Eddy Current Pulsed Thermography for Noncontact Nondestructive Inspection of Motor Winding Defects

Abstract

Electrical rotating motor is one of kernel equipment of industrial applications. They are subjected to various thermal, environmental, load stresses that ultimately lead to failure and catastrophic accidents. Winding inter-turn fault is the most severe faults in the motors. Defects inspection is of great significance to ensure safety operation and reduce downtime. In this paper, eddy current pulsed thermography (ECPT) was firstly applied to defect four types of winding defects, namely, transverse crack, slot crack, insulation breakage and insulation thinning. The mechanisms of electromagnetic induction and heat conduction in the process of ECPT are introduced.
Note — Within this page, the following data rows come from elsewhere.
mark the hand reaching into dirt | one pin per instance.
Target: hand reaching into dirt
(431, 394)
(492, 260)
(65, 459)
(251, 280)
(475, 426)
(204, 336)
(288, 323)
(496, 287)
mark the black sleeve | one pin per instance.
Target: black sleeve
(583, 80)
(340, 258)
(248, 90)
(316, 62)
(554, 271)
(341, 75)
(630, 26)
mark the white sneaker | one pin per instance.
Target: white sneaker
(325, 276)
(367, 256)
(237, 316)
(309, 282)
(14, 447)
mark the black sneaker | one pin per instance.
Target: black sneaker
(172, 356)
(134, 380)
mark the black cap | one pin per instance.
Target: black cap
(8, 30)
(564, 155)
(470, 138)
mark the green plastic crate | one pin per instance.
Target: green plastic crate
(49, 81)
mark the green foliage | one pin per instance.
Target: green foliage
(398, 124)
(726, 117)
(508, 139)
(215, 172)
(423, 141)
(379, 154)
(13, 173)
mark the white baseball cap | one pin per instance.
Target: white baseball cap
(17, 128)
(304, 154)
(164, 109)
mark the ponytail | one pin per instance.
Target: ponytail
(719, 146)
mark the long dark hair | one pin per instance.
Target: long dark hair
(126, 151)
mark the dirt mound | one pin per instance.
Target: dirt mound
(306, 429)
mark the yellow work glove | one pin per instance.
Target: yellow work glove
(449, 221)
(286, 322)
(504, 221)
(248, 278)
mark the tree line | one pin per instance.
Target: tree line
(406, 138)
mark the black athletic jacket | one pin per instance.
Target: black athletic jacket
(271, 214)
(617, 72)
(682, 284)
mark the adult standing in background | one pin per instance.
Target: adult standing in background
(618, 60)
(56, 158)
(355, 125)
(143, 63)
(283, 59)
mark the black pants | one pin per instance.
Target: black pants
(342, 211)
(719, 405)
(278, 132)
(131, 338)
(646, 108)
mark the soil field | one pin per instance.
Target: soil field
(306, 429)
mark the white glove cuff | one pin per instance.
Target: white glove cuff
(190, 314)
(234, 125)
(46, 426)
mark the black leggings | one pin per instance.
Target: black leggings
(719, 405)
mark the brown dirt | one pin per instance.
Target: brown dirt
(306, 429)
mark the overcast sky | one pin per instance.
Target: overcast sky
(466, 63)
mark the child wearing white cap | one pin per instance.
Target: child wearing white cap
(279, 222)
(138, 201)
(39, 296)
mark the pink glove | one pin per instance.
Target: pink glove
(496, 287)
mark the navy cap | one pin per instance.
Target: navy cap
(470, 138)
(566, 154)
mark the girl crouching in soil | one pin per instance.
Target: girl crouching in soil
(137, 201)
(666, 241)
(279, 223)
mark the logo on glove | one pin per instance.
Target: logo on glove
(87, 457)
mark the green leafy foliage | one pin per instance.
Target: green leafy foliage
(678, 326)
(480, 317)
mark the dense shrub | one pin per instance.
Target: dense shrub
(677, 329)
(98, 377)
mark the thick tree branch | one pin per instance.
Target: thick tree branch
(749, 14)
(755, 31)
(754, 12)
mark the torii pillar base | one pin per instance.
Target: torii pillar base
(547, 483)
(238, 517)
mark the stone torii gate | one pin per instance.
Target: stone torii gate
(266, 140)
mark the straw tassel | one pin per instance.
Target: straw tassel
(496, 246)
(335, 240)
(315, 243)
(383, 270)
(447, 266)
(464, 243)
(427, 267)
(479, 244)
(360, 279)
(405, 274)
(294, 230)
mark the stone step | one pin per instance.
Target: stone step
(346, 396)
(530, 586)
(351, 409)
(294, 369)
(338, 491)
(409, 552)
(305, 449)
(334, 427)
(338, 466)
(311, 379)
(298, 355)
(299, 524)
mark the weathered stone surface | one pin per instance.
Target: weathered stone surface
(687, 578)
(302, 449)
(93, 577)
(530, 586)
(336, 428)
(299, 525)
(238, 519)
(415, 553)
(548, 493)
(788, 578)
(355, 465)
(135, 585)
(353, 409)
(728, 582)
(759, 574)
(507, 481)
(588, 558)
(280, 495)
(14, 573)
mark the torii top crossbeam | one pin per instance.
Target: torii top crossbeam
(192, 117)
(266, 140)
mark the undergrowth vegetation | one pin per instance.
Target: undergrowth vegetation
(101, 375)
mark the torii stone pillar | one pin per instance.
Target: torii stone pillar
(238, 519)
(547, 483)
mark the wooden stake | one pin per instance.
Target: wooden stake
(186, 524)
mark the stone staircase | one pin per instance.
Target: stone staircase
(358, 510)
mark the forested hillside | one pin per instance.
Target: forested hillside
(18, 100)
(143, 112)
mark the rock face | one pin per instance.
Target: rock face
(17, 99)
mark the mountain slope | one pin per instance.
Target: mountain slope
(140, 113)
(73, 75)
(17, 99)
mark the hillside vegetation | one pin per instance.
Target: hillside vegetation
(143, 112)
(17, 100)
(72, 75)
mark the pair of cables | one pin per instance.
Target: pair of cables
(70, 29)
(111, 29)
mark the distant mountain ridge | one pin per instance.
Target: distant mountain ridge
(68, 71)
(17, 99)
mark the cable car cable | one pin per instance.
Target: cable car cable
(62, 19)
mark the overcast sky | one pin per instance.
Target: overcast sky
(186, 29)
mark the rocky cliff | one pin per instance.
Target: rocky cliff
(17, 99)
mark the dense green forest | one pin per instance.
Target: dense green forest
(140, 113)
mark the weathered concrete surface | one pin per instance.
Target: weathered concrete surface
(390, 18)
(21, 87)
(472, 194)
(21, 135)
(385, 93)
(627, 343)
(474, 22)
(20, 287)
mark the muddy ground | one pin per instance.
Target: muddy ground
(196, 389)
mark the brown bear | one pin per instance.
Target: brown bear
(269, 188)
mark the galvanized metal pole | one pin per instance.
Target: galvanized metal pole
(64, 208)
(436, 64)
The electromagnetic fields and temperature distributions of different types of defects are simulated and analyzed through multiphysics-based models. Experiments are conducted on a winding copper bar cracks sample covered by polyimide (PI) film. The validity of ECPT is verified with the analysis of IR images and thermal responses. In order to further improve the detection capability of ECPT, signal processing algorithms such as Fast Fourier Transform (FFT) and Principal Component Analysis (PCA) are applied to enhance cracks characteristics in the original IR images by eliminating the non-uniform heating effect. Obtained results demonstrated that ECPT is a feasible and effective approach for motor winding defects inspection.